On June 21, 1862, Girardey became a Captain and assistant adjutant-general for Brigadier General Ambrose Wright's brigade. Girardey received several commendations for skill, bravery and efficiency, having fought in the Seven Days Battles, the Battle of Chancellorsville and the Battle of Gettysburg. He took temporary command of a regiment during the Battle of Manassas Gap when the regiment's colonel was wounded. During the Siege of Petersburg, Girardey was transferred to the divisional staff of Major General William Mahone. During the Battle of the Crater, Girardey distinguished himself by his performance in organizing and timing Mahone's counterattack after the Union Army's mine exploded under the Confederate line. He led two brigades from behind the Confederate line in order to fill the gap in the line caused by the mine explosion.

On August 3, 1864, Girardey was promoted several grades from Captain to temporary Brigadier General, to rank from July 30, 1864. Historian Mark Boatner says that General Lee made the promotion in the field. Unlike Ezra Warner, historians John and David Eicher do not list Girardey as a brigadier general because his appointment was never confirmed by the Confederate Senate.

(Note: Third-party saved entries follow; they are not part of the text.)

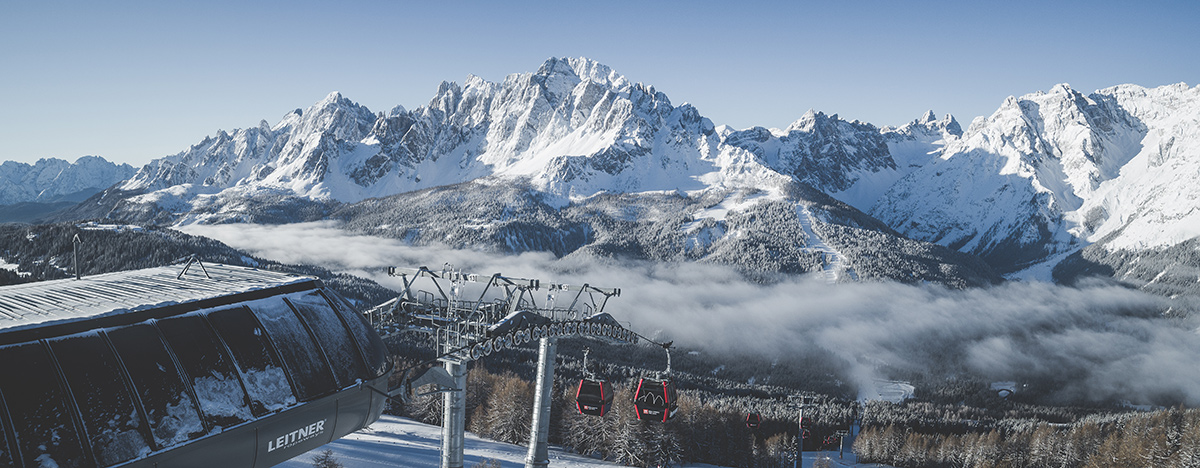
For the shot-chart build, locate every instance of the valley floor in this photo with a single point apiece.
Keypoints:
(400, 442)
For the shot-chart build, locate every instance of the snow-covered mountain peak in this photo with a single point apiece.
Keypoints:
(1053, 171)
(57, 180)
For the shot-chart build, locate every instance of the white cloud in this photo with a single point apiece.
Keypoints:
(1097, 341)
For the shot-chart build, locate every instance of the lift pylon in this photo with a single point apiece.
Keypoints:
(504, 315)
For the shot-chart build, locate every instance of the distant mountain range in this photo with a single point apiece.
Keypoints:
(577, 160)
(33, 191)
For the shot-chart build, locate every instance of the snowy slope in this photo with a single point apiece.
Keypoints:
(57, 180)
(1051, 172)
(399, 442)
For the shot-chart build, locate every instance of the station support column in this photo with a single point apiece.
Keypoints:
(539, 432)
(454, 417)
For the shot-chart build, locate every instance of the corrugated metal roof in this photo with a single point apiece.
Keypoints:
(30, 305)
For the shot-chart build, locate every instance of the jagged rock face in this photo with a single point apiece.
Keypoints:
(55, 180)
(574, 127)
(1043, 174)
(823, 151)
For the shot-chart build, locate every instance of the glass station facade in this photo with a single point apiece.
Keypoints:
(108, 396)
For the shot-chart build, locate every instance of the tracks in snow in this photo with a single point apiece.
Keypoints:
(833, 263)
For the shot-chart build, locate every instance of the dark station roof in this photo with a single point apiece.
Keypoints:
(64, 301)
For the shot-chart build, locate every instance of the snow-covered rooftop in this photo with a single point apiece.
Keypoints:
(30, 305)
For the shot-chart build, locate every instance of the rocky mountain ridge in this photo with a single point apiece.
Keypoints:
(1042, 178)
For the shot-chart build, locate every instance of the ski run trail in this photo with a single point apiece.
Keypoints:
(833, 263)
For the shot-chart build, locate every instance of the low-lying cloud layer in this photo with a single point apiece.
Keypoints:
(1096, 341)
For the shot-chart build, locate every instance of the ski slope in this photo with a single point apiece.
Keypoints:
(400, 442)
(833, 263)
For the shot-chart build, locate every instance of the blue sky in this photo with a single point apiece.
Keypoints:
(133, 81)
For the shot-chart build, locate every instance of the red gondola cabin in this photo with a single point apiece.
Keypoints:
(593, 397)
(655, 400)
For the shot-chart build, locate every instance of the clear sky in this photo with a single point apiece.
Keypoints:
(133, 81)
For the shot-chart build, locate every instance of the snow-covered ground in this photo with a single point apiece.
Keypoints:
(834, 263)
(400, 442)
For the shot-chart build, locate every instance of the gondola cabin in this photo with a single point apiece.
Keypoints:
(655, 400)
(225, 366)
(593, 397)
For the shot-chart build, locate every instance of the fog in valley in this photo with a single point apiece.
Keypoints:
(1089, 343)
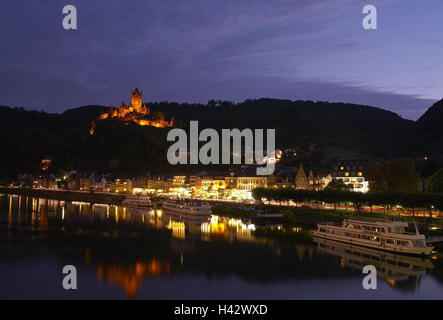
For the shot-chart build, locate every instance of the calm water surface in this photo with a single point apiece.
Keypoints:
(121, 254)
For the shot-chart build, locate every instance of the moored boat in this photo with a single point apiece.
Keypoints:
(137, 201)
(388, 235)
(188, 208)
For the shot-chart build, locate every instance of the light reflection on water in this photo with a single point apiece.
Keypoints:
(132, 251)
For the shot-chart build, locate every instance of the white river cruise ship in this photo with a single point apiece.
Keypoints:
(190, 209)
(390, 236)
(137, 201)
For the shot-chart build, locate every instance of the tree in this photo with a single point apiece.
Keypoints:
(436, 182)
(397, 175)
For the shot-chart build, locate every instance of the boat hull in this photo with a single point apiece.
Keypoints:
(404, 250)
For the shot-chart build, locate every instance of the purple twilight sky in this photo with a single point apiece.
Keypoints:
(195, 50)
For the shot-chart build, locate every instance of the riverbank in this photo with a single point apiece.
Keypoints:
(291, 216)
(93, 197)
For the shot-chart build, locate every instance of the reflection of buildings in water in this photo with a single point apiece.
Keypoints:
(207, 229)
(399, 271)
(131, 277)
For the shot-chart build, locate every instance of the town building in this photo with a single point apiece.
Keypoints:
(354, 173)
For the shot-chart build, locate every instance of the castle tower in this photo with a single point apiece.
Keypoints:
(301, 180)
(136, 100)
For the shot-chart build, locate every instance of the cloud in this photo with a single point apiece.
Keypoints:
(185, 51)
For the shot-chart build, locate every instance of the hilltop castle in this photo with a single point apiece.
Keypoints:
(136, 112)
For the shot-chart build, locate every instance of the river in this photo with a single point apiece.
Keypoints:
(123, 254)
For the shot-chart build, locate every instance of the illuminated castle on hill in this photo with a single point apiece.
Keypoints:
(136, 112)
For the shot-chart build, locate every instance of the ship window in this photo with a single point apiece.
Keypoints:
(390, 261)
(403, 264)
(402, 243)
(419, 244)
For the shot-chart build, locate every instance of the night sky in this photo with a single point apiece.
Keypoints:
(196, 50)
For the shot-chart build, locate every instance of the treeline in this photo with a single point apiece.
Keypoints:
(408, 200)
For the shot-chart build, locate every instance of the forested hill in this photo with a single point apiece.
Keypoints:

On August 16, 1864, during the Second Battle of Deep Bottom, Girardey was in command of Wright's former brigade. The brigade was stationed near the Darbytown Road on the east end of the defenses of Richmond in Henrico County, Virginia. On that date Girardey was shot in the head and killed while directing a defense against the Union Army assault on the Confederate position near Fussell's Mill.

==Aftermath==
Victor Jean Baptiste Girardey is buried in Magnolia Cemetery at Augusta, Georgia, next to his wife.